In our latest Industry Interview, Petr Peterka, CTO, Verimatrix, discusses why ensuring revenue security can be a complex undertaking for global pay-TV operators and explains why secure chip technology – including the trusted execution environment (TEE) – can support the fundamental requirements of any security strategy.
- Why is ensuring revenue security a complex undertaking for pay-TV operators?
With such a vast ecosystem required to ensure robust revenue security, multiple parties are responsible for security – not just one vendor. No one company owns security from end-to-end. With so many different players, one simple error can impact the entire security infrastructure. In addition, there is no certification program to guarantee a level of robustness.
With these challenges in mind, it is worth exploring the role of the TEE as part of a robust revenue security strategy.
- What do you see as the main security requirements that the TEE addresses?
Durability and renewability. Durability is the ability to control access or visibility into intellectual property or sensitive information such as cryptographic keys or security algorithms.

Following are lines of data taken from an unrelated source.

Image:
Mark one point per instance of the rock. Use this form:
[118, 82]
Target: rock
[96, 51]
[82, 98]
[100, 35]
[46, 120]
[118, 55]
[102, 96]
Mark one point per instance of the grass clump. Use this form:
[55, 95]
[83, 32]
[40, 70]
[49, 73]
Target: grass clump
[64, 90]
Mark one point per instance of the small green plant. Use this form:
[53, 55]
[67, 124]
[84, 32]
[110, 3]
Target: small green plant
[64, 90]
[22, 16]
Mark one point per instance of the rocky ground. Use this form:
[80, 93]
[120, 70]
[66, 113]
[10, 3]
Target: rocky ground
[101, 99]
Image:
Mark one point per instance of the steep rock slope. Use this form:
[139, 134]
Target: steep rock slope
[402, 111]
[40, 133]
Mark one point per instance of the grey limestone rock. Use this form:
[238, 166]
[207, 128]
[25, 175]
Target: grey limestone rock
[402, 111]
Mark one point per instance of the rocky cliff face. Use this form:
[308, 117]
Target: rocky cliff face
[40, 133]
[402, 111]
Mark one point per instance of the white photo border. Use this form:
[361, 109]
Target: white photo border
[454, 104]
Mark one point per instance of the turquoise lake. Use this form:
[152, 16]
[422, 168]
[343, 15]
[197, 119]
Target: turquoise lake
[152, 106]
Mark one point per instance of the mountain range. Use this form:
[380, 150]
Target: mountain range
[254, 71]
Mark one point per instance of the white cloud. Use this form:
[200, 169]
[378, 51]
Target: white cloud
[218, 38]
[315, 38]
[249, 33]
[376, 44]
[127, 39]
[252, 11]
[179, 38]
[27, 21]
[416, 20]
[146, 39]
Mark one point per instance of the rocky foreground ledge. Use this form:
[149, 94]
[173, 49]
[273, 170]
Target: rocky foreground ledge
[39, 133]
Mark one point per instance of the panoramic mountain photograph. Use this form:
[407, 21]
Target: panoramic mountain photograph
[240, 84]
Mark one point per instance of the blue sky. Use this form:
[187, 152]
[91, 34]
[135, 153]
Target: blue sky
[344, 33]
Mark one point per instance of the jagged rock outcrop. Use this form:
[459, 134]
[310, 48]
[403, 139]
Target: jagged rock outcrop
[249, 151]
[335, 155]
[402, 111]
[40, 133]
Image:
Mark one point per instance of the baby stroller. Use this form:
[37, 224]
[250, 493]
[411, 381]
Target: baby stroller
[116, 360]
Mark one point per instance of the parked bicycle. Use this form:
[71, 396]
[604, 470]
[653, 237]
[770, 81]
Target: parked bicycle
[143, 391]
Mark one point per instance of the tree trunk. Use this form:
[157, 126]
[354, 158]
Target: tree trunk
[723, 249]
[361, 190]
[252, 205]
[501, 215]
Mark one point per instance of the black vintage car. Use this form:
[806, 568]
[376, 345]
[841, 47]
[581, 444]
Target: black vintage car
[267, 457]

The TEE allows for this durability as well as the ability for powerful and sophisticated security techniques to be performed on a capable and flexible processor.

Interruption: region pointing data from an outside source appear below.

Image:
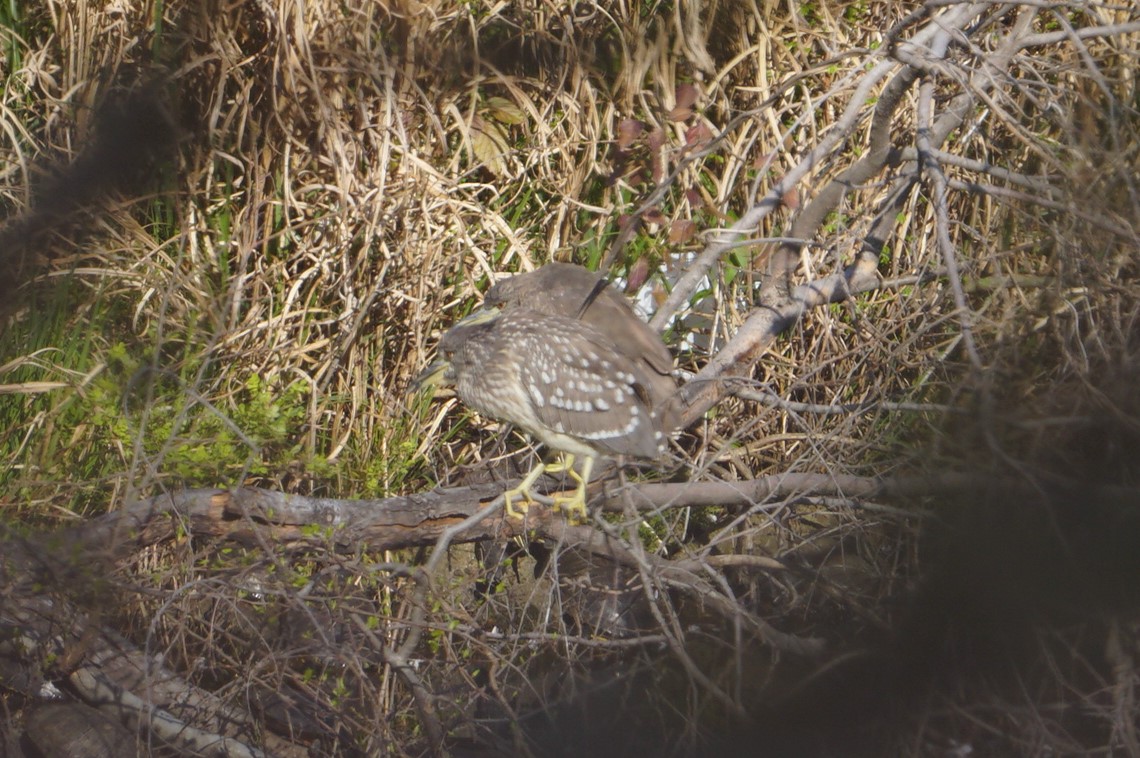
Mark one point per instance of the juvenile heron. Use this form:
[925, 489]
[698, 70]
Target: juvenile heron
[560, 380]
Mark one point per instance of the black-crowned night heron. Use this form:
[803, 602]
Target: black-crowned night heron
[558, 379]
[577, 293]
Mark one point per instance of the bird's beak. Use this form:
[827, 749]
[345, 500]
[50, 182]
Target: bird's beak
[432, 376]
[436, 374]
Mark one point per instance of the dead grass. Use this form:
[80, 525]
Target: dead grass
[345, 180]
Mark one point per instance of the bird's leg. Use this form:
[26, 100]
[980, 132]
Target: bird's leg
[522, 490]
[573, 505]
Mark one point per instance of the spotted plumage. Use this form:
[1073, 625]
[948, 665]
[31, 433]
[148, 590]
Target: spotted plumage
[562, 381]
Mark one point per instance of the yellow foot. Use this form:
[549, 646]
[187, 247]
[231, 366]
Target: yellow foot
[521, 491]
[573, 506]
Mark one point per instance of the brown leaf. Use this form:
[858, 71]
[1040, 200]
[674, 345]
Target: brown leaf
[628, 131]
[504, 111]
[682, 230]
[489, 145]
[763, 160]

As with any cryptosystem, the security may become antiquated or even compromised at any time. The reality of these threats demands the capability of renewability, which is made possible by a securely downloadable software module. This allows the security clients to be rapidly updated in the field with constantly evolving security technology, and also allows the security vendor to rapidly respond to a potential breach. In most cases, the breach can be either mitigated or eliminated with an update to the software running in the TEE (i.e. the Trusted Application (TA)).
- How does this approach benefit operators?
Operators benefit in a number of ways. For example, each operator receives a customized TEE, which mitigates risk in the event of a breach or hack. If the same cryptosystem is shipped to all operators, one hack or breach can impact all devices. The TA can modify the keys, or algorithms or the key management protocol even slightly for each operator, enabling cryptographic separation or diversity for each operation.